Le ministre de la guerre peut, suivant les localités et les besoins de la défense, autoriser, à la condition de démolition sans indemnité, dans le cas prévu à l'article 8, la clôture des cimetières situés dans les zones de prohibition :
1° Par des murs en maçonnerie ou en terre, lesquels, à moins de circonstances particulières, ne devront avoir au maximum que deux mètres cinquante centimètres d'élévation au-dessus du sol et cinquante centimètres, au plus, d'épaisseur à la base ;

2° Par des grilles en fer ou des clôtures en bois pleines ou à claire-voie, avec ou sans socles, soutenues de distance en distance à l'aide de poteaux en bois ou de piliers en maçonnerie de cinquante centimètres au plus de côté, lesquels seront espacés d'au moins quatre mètres d'axe en axe. Dans les clôtures à claire-voie en bois, les lattis seront distants entre eux de manière à laisser au moins autant de vide que de plein.
Le ministre de la guerre peut aussi permettre à l'intérieur des cimetières, aux conditions qu'il juge convenables dans l'intérêt de la défense, et toujours sous la condition précitée de démolition sans indemnité :

1° La construction de bâtiments de service de petites dimensions ; 2° L'exécution de monuments, tombeaux et autres signes funéraires.
Ces autorisations particulières ne sont pas, d'ailleurs, nécessaires lorsqu'il s'agit :

1° De caveaux dont la maçonnerie ne s'élève pas à plus de cinquante centimètres au-dessus du sol ;
2° De pierres tumulaires horizontales ne dépassant pas cette même hauteur de cinquante centimètres ;

3° De pierres d'inscription verticales ou pyramidales, de colonnes sépulcrales et d'urnes funéraires ou autres petits monuments de toute forme en maçonnerie, n'ayant au maximum que un mètre cinquante centimètres d'élévation, socle compris, et cinquante centimètres d'épaisseur ;
4° De grilles ou de balustrades d'entourage en bois ou en fer, avec ou sans socle, de un mètre cinquante centimètres au plus d'élévation totale.

Il ne peut être établi de cimetières, dans la zone de servitude de quatre cent quatre-vingt-sept mètres, avant que le ministre de la guerre n'ait été consulté, au point de vue des intérêts de la défense, sur le choix de l'emplacement proposé.

SECTION IV - BORNAGE DES ZONES DE SERVITUDES ET DES POLYGONES EXCEPTIONNELS

Article 20
Il est dressé, par le chef du génie et par l'ingénieur des ponts, des eaux et des forêts, un procès-verbal de bornage, sur lequel le maire ou son adjoint peut consigner ses observations.

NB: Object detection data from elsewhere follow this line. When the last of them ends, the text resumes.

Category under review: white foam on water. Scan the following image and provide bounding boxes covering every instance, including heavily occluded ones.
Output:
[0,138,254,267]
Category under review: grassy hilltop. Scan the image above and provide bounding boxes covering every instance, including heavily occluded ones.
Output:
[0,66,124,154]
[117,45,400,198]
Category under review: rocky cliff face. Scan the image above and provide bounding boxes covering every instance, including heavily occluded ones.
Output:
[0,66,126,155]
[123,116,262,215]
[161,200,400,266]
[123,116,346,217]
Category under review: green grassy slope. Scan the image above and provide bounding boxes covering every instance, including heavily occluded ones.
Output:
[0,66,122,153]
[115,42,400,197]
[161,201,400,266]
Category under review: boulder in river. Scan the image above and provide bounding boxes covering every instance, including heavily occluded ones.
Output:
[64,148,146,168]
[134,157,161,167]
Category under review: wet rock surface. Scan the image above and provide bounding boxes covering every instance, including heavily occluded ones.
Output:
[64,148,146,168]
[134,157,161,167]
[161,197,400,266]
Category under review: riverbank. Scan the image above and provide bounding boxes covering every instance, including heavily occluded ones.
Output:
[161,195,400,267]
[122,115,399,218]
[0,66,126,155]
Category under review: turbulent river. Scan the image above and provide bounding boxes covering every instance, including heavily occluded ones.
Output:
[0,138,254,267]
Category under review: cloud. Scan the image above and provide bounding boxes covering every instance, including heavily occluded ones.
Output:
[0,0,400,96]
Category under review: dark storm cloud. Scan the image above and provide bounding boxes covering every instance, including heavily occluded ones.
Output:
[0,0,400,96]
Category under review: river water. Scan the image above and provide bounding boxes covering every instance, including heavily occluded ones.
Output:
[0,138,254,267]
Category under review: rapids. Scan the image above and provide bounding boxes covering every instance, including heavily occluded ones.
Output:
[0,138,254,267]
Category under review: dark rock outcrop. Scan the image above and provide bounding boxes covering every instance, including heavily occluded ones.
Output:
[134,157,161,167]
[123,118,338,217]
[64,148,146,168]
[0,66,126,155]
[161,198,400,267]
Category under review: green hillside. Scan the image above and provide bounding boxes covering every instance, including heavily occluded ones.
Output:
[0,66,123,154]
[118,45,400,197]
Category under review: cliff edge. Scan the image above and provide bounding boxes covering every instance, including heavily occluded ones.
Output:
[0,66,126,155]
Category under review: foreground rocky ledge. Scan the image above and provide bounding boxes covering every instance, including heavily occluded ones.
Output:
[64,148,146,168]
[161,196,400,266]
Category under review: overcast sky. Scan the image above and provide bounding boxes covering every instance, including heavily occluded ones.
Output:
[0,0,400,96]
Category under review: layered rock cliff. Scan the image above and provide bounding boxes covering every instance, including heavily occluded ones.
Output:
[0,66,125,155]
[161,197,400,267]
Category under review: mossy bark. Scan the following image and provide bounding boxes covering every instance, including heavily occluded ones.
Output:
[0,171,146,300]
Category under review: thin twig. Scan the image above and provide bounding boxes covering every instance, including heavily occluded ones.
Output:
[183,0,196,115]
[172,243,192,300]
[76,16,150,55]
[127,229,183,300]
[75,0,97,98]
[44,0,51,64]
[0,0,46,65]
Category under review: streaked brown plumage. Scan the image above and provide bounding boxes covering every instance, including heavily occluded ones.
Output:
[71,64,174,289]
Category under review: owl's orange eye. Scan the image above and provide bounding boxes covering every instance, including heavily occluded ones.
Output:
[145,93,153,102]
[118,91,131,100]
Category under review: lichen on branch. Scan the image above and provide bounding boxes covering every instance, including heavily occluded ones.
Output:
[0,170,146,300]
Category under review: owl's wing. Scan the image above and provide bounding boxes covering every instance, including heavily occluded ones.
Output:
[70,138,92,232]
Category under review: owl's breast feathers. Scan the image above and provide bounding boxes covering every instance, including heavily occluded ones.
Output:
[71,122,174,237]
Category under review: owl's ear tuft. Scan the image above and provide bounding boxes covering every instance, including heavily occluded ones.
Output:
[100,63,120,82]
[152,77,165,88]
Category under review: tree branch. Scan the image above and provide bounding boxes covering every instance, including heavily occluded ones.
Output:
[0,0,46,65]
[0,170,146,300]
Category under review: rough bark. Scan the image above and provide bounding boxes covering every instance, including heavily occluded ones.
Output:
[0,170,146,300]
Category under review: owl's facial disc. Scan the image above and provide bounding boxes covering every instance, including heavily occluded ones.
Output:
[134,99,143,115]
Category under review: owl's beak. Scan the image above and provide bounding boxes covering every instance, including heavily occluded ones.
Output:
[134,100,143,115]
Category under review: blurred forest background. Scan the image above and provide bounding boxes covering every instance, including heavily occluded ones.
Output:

Ce procès-verbal, ainsi que le plan de délimitation et ses annexes, sont déposés pendant trois mois à la mairie de la place ou du poste, pour que chacun puisse en prendre connaissance. Avis de ce dépôt est donné aux parties intéressées, par voie d'affiches ou autres moyens de publication en usage.
Les parties intéressées ont trois mois, à la date de cet avis, pour se pourvoir devant le tribunal administratif contre l'opération matérielle du bornage.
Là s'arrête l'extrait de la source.